Tetti juga menekankan pentingnya mempertahankan menu otentik seperti bakakak hayam, gepuk, karedok, kasreng, dan cimplung, yang masih menjadi favorit pelanggan setelah puluhan tahun. Pelestarian masakan Sunda merupakan bagian dari tekad mereka untuk menjaga budaya kuliner ini tetap hidup.

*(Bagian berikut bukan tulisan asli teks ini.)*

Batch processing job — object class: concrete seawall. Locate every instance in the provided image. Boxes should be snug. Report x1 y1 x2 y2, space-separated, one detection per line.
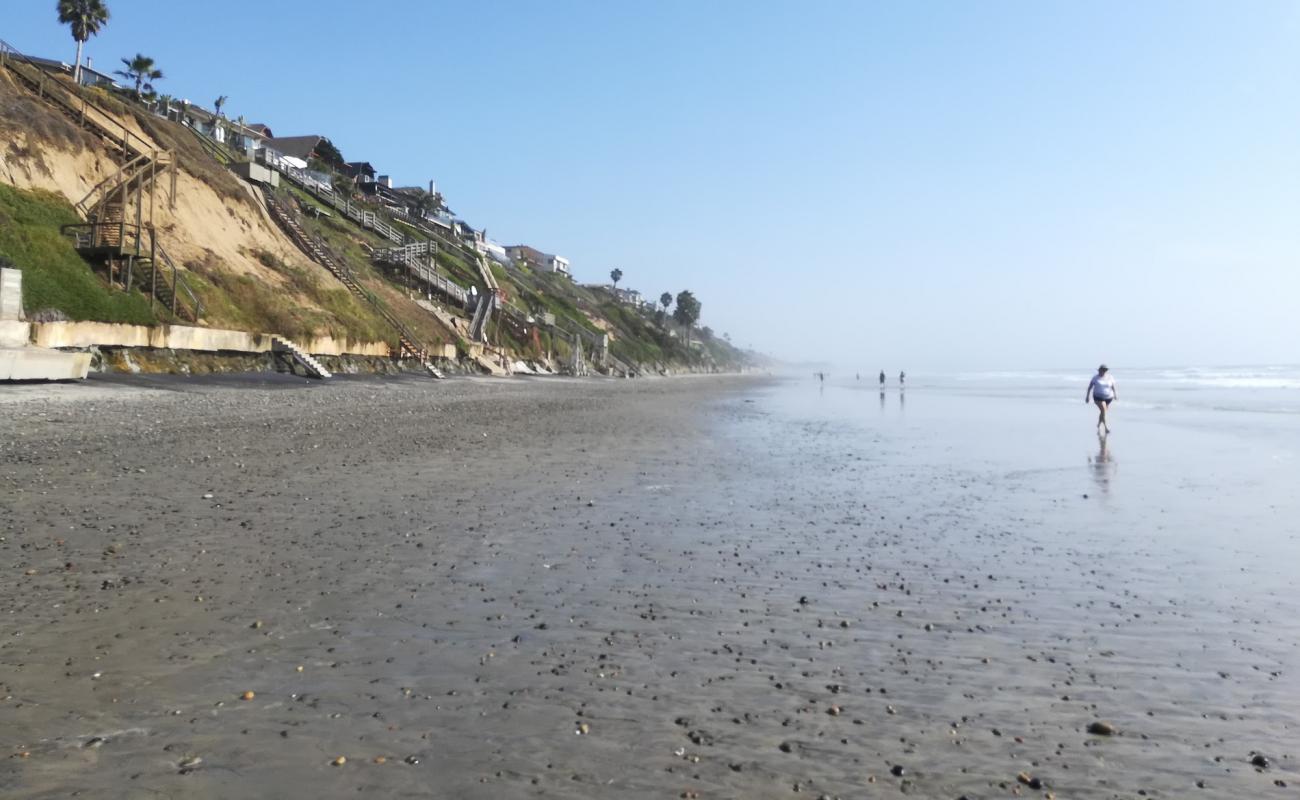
27 322 395 358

Sindang Reret tidak hanya sekadar restoran, tetapi juga telah berkembang menjadi sebuah tempat perjamuan yang luas, dengan area untuk pesta pernikahan dan acara perusahaan. Bahkan, Tetti berencana mengembangkan desa wisata di sekitar Ciwidey, dengan menawarkan pengalaman berkeliling desa menggunakan delman dan melibatkan masyarakat dalam kegiatan tradisional, seperti pembuatan golok khas Ciwidey. Upaya ini bertujuan untuk meningkatkan kesejahteraan masyarakat dan memperkuat ekonomi daerah.
Melalui berbagai langkah tersebut, Sindang Reret berkomitmen untuk terus menjaga dan memajukan kuliner Sunda di tengah tantangan zaman.